At the time the shop’s licence had already been suspended for three months over poor record-keeping and alcohol being sold to a child previously.

The store’s licence could have been reinstated after the initial three-month suspension – if no more incidents had occurred and Mr Basra and his wife Parveen had adhered to conditions including both passing a premises licence holder training test.

But now Portsmouth City Council licensing councillors have decided the pair should be banned from selling alcohol for good.

Neil Fitzpatrick, principal trading standards officer, said: ‘Based on the evidence presented by our service in respect of Stop N Go, the licensing subcommittee saw fit to revoke the premises’ licence and the owners now have 21 days to appeal from the decision date.
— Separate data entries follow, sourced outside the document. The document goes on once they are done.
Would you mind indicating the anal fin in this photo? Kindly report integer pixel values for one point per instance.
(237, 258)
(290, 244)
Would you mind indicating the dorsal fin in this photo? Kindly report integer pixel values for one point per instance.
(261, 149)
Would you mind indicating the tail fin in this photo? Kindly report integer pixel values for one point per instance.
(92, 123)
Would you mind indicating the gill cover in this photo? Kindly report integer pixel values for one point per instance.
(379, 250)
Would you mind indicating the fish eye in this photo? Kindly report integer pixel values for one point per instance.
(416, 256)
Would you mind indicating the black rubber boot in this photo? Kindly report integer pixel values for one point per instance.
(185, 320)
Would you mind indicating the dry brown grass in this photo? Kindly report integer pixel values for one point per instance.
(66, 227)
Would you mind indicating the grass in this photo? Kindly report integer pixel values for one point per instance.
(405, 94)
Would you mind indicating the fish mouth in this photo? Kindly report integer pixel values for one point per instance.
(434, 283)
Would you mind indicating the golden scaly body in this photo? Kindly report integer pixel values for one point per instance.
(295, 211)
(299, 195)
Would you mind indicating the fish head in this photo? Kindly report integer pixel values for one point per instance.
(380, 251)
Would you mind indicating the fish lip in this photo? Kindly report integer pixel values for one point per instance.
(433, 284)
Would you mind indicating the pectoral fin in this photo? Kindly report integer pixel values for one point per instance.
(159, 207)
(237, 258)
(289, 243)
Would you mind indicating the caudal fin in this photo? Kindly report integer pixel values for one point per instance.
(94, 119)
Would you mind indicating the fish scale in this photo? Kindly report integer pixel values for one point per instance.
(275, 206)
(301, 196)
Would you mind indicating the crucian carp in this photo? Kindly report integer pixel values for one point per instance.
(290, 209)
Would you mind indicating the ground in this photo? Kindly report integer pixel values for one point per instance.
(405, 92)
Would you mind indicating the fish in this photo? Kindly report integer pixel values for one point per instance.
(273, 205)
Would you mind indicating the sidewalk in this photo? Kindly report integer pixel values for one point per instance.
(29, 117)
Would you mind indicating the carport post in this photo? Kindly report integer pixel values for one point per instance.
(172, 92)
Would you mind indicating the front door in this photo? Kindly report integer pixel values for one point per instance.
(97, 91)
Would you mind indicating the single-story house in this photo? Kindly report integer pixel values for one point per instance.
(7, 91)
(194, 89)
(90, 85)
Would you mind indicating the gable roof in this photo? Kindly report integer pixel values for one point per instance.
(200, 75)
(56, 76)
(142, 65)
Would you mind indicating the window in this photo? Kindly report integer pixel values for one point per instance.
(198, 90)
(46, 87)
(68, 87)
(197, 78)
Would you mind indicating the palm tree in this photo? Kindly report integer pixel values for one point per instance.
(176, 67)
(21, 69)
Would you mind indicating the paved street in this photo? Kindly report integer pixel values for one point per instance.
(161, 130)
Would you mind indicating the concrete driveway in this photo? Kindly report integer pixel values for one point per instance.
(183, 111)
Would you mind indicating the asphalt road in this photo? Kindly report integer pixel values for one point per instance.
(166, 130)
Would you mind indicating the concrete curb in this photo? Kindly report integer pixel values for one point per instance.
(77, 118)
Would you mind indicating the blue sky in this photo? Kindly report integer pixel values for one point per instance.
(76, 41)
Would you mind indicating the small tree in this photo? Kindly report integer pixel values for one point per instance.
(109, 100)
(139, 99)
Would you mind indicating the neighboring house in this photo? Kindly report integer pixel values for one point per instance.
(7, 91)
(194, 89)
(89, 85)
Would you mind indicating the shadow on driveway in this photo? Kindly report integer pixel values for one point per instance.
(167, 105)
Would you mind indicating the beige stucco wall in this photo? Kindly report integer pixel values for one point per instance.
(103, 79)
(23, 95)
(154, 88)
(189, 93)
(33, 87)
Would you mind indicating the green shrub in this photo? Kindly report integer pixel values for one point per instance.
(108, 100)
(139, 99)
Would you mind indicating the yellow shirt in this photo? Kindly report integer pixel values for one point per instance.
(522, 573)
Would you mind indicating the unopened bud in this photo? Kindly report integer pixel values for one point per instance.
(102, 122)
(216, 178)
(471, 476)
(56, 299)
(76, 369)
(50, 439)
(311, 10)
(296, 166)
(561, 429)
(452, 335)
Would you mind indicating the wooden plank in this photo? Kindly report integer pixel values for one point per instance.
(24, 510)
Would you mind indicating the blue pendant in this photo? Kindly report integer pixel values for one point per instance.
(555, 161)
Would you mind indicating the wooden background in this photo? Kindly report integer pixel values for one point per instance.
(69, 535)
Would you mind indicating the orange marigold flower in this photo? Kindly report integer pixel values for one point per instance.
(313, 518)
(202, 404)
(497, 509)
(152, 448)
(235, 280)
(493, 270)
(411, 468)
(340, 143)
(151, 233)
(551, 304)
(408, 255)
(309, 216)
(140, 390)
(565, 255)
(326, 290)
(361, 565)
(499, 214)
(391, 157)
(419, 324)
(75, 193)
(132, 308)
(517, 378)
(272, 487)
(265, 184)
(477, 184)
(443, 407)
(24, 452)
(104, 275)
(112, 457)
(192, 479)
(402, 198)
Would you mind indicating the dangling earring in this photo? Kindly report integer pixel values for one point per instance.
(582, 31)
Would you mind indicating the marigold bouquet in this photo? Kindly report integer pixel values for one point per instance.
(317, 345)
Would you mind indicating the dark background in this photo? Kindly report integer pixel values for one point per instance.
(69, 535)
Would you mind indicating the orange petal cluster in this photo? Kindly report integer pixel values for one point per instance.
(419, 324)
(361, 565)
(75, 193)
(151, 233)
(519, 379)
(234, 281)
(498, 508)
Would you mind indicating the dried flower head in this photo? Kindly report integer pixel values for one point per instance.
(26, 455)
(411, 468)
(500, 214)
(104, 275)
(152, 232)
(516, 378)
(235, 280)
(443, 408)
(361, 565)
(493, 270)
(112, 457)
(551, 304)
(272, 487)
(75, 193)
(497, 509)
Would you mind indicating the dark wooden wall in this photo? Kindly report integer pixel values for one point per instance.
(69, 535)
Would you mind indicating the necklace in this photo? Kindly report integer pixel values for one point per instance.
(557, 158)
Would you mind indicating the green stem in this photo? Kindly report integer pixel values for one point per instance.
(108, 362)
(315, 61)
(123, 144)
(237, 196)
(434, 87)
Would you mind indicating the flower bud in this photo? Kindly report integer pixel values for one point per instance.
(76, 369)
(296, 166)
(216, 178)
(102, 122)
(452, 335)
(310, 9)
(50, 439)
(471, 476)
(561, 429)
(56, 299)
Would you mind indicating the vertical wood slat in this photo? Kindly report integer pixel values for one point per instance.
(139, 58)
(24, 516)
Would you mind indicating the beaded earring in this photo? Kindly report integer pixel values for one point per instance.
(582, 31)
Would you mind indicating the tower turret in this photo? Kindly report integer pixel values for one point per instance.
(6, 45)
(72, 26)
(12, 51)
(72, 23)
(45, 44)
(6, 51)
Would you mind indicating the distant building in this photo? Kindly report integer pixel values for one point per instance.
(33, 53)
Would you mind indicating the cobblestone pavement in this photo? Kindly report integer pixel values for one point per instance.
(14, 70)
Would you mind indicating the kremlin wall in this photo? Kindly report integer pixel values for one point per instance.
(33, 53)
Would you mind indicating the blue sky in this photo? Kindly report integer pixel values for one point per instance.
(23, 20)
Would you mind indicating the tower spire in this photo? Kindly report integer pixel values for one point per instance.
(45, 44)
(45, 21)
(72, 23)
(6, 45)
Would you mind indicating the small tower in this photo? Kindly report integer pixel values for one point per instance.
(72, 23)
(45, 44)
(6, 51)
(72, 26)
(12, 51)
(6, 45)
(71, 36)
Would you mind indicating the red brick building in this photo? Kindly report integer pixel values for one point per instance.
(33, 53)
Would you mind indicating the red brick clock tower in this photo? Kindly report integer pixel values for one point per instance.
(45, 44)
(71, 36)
‘Trading Standards along with their partner agencies have made every effort over a substantial period of time to assist the owners with a number of issues but their blatant disregard of our advice and failure to adhere to the suspension that was in place has now led to the loss of their licence.

‘I hope the revocation sends out a strong message to other retailers who choose not trade in a legitimate way. Such are the repercussions of illegal alcohol sales we simply can’t stand by whilst traders break the law.’

Mr Basra has run Stop N Go, in Arundel Street, Landport, Portsmouth, with his wife for 16 years and collected a 200-signature petition in support of the shop’s licence being kept.

He feels the store is being unfairly targeted and is now considering appealing the decision.

Mr Basra said: ‘This guy came in. He was acting very suspiciously. That’s the reason I got distracted – I had my mind on him. It’s blown out of proportion. I feel I’m being targeted by the council.

‘It was a mistake. I’m here to serve the community, I’m not here to break the law.’

Mrs Basra said: ‘It is a very unfair decision that has been made. I’m going to lose my livelihood as well.

‘A couple of times we have had problems with pupils coming in from St Edmund’s Catholic School when they should have been in class and we phoned the school straight away. The school wrote in support of us as well.